Exit polls last night indicated a comfortable majority of 86 for the Conservatives while the SNP closed in on near total domination in Scotland.

A BBC/Sky/ITV poll put the Tories on 368 seats which would allow Boris Johnson to get his Brexit deal through Parliament. It was a disastrous night for Jeremy Corbyn as Labour were on course to lose 52 seats, leaving the party with 191. Its early loss to the Tories in Blyth Valley, a Labour seat since 1950, set the tone for the night.

The SNP was predicted to take 55, all but four north of the border but its leadership was cautious last night, warning that many Scottish seats were marginal and hard to predict. A result on that scale would reinforce SNP claims to a second independence referendum on the back of Brexit.

The Liberal Democrats decision to campaign on a stop Brexit ticket looked to have backfired as they were on course to take just 13 seats.
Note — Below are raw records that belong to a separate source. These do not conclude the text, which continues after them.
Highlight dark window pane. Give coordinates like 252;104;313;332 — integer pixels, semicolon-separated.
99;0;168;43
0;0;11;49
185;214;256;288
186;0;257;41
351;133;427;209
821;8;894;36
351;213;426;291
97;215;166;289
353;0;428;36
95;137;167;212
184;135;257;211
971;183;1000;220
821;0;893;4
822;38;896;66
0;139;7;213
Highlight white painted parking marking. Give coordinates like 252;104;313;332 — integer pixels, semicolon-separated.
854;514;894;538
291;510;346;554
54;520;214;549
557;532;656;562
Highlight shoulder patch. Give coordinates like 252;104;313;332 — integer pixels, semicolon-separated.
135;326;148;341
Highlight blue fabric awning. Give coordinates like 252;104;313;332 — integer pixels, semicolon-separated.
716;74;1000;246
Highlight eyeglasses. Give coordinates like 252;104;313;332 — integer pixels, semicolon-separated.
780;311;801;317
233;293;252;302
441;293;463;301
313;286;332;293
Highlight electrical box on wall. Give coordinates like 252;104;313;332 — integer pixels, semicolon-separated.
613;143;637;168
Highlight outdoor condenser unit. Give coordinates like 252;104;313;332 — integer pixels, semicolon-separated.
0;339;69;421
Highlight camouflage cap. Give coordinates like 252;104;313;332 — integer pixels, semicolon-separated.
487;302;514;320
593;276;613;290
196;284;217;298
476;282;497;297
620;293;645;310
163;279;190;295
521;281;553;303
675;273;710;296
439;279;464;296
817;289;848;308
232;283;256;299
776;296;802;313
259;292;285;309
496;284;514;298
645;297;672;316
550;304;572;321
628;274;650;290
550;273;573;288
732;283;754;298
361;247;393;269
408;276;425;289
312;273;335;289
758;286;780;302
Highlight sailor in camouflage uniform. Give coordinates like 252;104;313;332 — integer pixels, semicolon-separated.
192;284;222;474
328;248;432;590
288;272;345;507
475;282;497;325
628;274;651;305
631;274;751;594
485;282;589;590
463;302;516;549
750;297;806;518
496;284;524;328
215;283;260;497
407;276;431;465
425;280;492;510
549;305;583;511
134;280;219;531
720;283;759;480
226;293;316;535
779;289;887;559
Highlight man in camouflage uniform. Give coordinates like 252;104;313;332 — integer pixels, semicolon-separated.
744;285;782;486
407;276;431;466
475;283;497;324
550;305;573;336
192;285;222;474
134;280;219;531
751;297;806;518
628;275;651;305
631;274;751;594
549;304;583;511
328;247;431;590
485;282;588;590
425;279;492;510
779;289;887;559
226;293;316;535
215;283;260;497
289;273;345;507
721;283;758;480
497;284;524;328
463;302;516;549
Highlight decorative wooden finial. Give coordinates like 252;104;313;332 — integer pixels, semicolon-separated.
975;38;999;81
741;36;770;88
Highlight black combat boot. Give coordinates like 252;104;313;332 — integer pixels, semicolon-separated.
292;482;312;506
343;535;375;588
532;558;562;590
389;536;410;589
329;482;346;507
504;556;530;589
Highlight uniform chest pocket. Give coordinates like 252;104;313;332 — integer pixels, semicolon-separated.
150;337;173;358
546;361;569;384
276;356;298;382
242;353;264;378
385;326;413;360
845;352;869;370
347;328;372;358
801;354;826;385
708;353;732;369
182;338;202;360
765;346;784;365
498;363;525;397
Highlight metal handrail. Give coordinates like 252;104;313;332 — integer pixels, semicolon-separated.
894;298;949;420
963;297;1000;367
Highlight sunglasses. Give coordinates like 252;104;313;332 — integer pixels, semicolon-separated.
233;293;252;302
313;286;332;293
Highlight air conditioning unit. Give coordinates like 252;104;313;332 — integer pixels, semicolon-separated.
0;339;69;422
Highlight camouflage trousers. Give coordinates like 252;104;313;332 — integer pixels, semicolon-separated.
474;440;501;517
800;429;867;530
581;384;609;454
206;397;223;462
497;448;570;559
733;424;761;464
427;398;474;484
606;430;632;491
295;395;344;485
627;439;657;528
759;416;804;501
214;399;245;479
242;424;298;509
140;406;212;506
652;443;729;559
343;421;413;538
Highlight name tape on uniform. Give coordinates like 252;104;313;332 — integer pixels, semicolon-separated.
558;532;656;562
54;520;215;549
Plaid Cymru were predicted to get three and the Greens one.

The pound soared against the dollar and the euro as the exit poll emerged.

Johnson greeted the poll by tweeting: “Thank you to everyone across our great country who voted, who volunteered, who stood as candidates. We live in the greatest democracy in the world.”

Corbyn thanked activists as the “heart of our party” while shadow chancellor John McDonnell admitted the exit poll was “extremely disappointing”. Shadow international trade secretary Barry Gardiner said it represented a “devastating result for us”.